Describo esta primera experiencia de muerte de un ser querido, porque tarde o temprano la habremos vivido todos de manera más o menos dramática, y muchos quedaremos marcados para siempre por sufrimientos inenarrables que difícilmente superaremos. Luego, la desaparición de parientes y amigos va haciéndose cumulativa, de tal suerte que con la edad nos vamos acostumbrando falsamente a ello, considerando esos fallecimientos como algo natural, pero lo cierto es que nunca nos acostumbramos del todo porque esas muertes nos reenvían al supremo encontronazo que nos tocará vivir en carne propia, toco madera, híjole, ¡santo dios!, ¿cómo lo enfrentaremos?
No soy creyente religioso, pero nunca he vivido con más intensidad y entrega que desde que adquirí la absoluta convicción de que esta es la única vida existente, y que más allá no hay sino la fusión de la materia con la materia y de la energía con el universo. Precisamente porque no alimento fantasías sobre segundas oportunidades o segundos encuentros con los desaparecidos, ni sobre premios o castigos de parte de algún venerable anciano senil, es que la vida en el aquí y ahora se vuelve para mí más jugosa y significativa desde el punto de vista ético y estético. Si has de hacer el bien, pues aprovecha y empieza hoy mismo, y si has de decirle a alguien que lo amas, pues díselo ya, no lo dejes para otra ocasión, hazme el favor, ¿quién puede asegurar que habrá otro día?

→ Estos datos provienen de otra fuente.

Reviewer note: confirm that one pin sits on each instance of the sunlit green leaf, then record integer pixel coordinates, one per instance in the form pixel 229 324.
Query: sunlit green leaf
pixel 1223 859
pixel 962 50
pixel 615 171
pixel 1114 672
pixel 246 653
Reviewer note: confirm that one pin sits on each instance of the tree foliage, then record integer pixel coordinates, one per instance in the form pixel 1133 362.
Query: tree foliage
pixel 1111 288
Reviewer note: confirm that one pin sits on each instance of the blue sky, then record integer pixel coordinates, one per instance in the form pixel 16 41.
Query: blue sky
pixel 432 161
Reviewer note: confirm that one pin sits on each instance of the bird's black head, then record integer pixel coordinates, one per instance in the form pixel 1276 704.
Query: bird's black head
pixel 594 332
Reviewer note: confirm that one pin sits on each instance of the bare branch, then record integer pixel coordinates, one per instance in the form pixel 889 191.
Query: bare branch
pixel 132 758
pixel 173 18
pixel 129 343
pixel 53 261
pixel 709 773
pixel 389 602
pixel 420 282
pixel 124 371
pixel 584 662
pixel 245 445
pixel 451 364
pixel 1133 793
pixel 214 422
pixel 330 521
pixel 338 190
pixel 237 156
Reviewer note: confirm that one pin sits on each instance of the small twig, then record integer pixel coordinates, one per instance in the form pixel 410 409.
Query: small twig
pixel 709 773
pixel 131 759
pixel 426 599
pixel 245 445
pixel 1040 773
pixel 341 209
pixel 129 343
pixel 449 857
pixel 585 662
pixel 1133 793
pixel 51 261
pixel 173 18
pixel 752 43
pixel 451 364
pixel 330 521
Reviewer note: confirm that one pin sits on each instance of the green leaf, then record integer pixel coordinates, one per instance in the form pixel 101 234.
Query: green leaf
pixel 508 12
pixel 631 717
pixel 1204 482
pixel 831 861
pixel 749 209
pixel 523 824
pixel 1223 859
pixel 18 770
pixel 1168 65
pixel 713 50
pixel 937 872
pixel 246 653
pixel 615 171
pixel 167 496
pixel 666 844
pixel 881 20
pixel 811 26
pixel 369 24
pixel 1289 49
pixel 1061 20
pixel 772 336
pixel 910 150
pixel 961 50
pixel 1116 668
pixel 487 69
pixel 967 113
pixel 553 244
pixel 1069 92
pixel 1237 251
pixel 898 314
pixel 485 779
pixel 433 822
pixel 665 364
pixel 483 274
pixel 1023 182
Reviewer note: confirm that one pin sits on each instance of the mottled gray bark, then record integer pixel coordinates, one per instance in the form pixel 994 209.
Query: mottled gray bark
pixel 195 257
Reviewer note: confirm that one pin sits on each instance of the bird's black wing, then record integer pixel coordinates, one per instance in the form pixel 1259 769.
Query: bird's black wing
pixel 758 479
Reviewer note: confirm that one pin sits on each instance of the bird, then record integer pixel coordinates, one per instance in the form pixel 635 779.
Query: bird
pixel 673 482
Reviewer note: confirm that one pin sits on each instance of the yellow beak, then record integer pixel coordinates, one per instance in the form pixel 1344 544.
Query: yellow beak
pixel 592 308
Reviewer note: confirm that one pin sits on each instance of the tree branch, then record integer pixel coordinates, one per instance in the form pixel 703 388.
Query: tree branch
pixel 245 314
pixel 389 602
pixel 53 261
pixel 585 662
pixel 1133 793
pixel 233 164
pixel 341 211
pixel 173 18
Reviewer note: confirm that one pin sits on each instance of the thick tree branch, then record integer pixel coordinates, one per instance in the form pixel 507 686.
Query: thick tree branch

La prematura desaparición de Luis Aceituno hace dos semanas me ha llevado a revisar y a reordenar los mapas que guían mis andanzas por estos mares. Es quizás el mejor y más sagrado regalo que nos dejan los que parten: el de cerrar sus ojos definitivamente para que abramos nosotros los nuestros y redefinamos con pasión, lucidez y honestidad el sentido que queremos darle a nuestra existencia.
Por cierto, pienso que Luis Aceituno se merece un homenaje oficial de parte Estado, así como un apoyo material a su nonagenaria madre, que tendrá que abandonar la casa de ancianos en la que se alojaba hasta ahora en Antigua Guatemala. Y lo digo porque estoy en la capacidad de afirmar que mentes como la suya solo se producen dos o tres en cada siglo. No exagero. En el ámbito de la cultura histórica, literaria, cinematográfica y musical, tanto general como guatemalteca, sus columnas de opinión y sus ensayos publicados en revistas dispersas son una cátedra magistral y amena de literatura viva, así como un estímulo excepcional para las nuevas generaciones. No he seguido de cerca la totalidad de opiniones al respecto de parte de distinguidos intelectuales guatemaltecos, pero sí echo en falta, por lo menos, las de nuestra distinguida ministra de Cultura, Liwy Grazioso Sierra, y las del insigne periodista José Rubén Zamora Marroquín, quien fue prácticamente padrino y cómplice de Aceituno en las catacumbas redaccionales de esa grande y magnífica aventura periodística que fue elPeriódico durante más de veinte años. ¿Qué les parece esta idea?